I’ve been eating kitchari all week. Kitchari and sweets. See, it’s the week after Halloween, and I did end up going to someone’s house for a Halloween party. As I was leaving, they ended up dumping all their leftover candy on me. It was heavy on these nasty, white-chocolate-dyed-orange KitKats. I should bring these to work, I thought. I’ll never eat these nasty pieces of shit. Look at them! See how disgusting they are?
It looks gross. It tastes grody. I don’t care for white chocolate at all. Orange chocolate, even less. I think it tastes like candle wax, and not in a good way. And I think they’re highly addictive. I eat one and then eat another. I ate five in a row, and didn’t enjoy them at all.
Eating candy at the same time has meant the kitchari hasn’t really been cleansing me that efficiently. I haven’t been making big poos at all. Well, no, that’s not true. They’re clean and big, but they’re not the kitchari poos I expected. I’m not pooing from the top of my head, as it were.

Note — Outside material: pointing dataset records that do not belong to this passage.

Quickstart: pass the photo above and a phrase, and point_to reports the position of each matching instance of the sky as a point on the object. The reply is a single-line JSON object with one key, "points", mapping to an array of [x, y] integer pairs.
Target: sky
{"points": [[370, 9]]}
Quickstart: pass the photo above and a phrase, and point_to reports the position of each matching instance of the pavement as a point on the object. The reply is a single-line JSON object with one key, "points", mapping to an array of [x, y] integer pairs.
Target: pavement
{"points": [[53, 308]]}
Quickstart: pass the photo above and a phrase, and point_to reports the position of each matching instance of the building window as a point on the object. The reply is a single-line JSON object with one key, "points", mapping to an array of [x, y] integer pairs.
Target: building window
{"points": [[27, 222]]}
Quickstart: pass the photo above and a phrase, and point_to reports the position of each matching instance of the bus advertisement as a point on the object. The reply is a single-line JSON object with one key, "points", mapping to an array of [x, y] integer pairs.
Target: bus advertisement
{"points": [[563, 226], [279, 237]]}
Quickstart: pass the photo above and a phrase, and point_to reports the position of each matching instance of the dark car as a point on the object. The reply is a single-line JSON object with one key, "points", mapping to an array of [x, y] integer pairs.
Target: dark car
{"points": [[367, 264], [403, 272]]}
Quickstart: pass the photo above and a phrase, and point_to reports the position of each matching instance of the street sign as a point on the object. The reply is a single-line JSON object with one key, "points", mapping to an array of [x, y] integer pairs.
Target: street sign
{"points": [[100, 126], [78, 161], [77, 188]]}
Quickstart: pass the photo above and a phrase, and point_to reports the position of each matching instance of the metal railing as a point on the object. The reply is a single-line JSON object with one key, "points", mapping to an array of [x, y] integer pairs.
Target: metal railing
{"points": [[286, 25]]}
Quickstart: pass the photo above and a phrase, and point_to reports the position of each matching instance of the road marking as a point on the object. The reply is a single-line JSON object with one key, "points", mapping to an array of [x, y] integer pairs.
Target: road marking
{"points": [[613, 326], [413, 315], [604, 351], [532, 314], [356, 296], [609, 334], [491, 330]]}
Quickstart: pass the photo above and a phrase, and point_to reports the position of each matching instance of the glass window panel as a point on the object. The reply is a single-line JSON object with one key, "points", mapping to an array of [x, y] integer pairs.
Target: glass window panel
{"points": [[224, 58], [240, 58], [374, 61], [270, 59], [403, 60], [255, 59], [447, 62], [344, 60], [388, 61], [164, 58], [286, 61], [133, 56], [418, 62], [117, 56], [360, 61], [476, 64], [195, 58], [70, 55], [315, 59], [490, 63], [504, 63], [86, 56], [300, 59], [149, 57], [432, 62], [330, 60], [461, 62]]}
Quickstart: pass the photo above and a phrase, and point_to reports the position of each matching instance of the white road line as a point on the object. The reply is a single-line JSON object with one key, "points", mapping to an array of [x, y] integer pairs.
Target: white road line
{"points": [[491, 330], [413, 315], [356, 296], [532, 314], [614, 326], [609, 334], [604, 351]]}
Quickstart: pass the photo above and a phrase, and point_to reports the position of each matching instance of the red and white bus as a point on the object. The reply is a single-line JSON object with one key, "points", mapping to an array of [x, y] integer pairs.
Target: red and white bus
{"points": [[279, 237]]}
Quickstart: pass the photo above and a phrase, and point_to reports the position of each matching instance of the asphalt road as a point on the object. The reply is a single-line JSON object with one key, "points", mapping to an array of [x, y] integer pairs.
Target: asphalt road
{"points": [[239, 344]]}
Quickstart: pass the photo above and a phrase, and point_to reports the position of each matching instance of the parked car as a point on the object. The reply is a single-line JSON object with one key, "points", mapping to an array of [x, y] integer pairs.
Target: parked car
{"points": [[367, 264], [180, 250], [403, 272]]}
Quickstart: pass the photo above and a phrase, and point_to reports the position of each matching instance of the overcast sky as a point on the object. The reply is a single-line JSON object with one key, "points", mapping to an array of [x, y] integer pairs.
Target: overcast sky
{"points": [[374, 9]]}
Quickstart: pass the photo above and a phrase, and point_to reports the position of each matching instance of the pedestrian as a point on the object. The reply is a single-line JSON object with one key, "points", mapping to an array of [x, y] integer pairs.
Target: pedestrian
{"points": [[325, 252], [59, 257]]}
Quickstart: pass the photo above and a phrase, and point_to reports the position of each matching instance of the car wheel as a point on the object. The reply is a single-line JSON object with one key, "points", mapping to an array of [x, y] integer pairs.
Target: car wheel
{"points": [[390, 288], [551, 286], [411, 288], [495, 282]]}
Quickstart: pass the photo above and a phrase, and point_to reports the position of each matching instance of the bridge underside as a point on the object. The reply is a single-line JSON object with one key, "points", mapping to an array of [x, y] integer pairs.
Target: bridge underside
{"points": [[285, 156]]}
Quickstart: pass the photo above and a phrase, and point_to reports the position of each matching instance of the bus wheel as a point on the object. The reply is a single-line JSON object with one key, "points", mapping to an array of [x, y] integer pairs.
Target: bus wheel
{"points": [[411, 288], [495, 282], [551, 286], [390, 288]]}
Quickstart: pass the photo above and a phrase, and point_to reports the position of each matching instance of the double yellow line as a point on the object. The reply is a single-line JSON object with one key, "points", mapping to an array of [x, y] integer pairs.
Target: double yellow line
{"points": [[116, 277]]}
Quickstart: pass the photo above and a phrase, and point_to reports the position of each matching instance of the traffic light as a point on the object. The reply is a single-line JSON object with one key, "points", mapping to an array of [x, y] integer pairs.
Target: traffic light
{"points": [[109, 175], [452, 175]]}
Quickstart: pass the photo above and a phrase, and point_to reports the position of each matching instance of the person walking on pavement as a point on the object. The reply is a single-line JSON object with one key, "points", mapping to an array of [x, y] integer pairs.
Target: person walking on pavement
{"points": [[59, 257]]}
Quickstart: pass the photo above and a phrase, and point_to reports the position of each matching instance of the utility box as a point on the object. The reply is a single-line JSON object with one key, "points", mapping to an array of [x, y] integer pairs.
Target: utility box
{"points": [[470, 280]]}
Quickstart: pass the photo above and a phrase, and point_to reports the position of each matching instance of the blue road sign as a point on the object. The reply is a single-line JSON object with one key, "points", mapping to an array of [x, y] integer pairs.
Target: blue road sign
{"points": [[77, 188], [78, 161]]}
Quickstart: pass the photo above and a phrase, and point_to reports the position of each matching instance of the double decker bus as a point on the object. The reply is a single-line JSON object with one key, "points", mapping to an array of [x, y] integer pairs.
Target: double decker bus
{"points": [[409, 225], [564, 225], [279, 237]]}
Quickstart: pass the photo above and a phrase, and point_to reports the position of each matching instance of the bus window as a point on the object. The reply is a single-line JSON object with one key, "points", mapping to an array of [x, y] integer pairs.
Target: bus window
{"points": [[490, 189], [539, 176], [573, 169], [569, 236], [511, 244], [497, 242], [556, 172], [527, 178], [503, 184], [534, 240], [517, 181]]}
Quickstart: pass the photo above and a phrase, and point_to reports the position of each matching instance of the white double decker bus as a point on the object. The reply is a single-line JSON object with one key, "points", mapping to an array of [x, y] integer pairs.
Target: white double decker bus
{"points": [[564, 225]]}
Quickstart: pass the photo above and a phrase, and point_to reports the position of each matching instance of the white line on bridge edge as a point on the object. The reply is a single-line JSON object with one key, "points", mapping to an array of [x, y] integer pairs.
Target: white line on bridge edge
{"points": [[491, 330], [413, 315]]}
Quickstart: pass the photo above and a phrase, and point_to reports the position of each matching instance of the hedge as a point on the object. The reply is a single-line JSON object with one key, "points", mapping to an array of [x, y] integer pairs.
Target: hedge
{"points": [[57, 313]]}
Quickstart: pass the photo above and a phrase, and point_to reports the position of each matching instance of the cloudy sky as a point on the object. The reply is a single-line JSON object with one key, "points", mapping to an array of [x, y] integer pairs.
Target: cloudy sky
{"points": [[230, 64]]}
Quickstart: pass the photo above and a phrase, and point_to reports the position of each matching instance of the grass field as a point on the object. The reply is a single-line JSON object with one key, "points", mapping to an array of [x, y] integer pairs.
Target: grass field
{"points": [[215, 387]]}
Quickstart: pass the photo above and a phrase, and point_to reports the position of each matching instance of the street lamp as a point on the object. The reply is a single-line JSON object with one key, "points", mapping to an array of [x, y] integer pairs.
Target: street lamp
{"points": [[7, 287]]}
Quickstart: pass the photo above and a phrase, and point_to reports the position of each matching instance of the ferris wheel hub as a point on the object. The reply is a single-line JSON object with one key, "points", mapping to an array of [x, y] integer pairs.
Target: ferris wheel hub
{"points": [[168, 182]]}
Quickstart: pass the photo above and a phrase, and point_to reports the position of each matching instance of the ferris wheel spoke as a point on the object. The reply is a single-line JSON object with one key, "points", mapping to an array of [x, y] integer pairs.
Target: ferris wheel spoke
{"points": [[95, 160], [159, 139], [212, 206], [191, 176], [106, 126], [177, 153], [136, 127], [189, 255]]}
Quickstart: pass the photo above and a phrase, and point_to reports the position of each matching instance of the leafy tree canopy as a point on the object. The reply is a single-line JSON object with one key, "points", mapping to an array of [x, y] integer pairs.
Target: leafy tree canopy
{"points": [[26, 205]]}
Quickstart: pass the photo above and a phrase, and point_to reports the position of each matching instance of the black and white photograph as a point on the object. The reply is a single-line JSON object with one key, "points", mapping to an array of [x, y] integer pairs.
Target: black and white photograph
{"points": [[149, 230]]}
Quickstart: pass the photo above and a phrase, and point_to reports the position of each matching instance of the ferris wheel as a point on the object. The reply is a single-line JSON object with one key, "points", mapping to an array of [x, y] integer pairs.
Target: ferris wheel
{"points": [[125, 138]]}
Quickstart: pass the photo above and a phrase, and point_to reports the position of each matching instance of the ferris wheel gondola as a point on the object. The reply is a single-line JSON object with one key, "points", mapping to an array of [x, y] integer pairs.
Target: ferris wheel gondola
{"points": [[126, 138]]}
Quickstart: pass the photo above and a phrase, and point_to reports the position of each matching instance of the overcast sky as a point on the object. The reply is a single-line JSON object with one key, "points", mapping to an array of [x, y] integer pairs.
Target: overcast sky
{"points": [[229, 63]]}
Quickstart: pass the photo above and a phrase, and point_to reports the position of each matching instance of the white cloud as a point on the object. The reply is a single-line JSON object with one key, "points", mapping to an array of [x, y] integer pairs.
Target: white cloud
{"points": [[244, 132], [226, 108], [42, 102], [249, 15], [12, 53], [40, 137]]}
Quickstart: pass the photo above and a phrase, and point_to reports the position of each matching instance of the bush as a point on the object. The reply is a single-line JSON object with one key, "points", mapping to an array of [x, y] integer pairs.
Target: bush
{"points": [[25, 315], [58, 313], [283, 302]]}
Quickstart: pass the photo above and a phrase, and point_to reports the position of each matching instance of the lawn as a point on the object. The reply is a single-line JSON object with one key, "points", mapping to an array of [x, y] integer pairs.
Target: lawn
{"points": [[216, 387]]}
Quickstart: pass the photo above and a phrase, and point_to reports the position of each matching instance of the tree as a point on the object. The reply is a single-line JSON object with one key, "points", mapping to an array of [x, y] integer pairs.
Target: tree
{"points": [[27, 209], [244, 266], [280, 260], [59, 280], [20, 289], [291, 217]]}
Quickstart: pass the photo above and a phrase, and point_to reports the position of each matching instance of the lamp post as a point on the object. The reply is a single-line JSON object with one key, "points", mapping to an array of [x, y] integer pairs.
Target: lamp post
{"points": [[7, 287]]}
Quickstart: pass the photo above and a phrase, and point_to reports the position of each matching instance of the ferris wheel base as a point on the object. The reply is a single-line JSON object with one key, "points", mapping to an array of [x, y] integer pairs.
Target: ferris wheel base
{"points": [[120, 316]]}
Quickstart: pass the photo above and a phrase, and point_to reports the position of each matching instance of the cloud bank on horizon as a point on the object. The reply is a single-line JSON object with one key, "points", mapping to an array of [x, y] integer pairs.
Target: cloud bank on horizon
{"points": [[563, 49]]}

So many of my restaurant review posts start the same way. After yoga, Sparrow turns to me and says, “X,” and I say, “Let’s go.” This time, it was just before class, and she said something about pizza. I was down. It was a place called Rotten City, in Emeryville, which used to be called the Rotten City. After class Kea (Sparrow’s dutiful and also hungry husband) called the place and ordered two pies: one for them and one for me. The pie was the Salumi, which is a daily special. It’s a basic pie with a salumi (salami) that changes daily. I can’t remember what this one was, but it was fucking delicious. It also had lumps of Gorgonzola on it–tasty.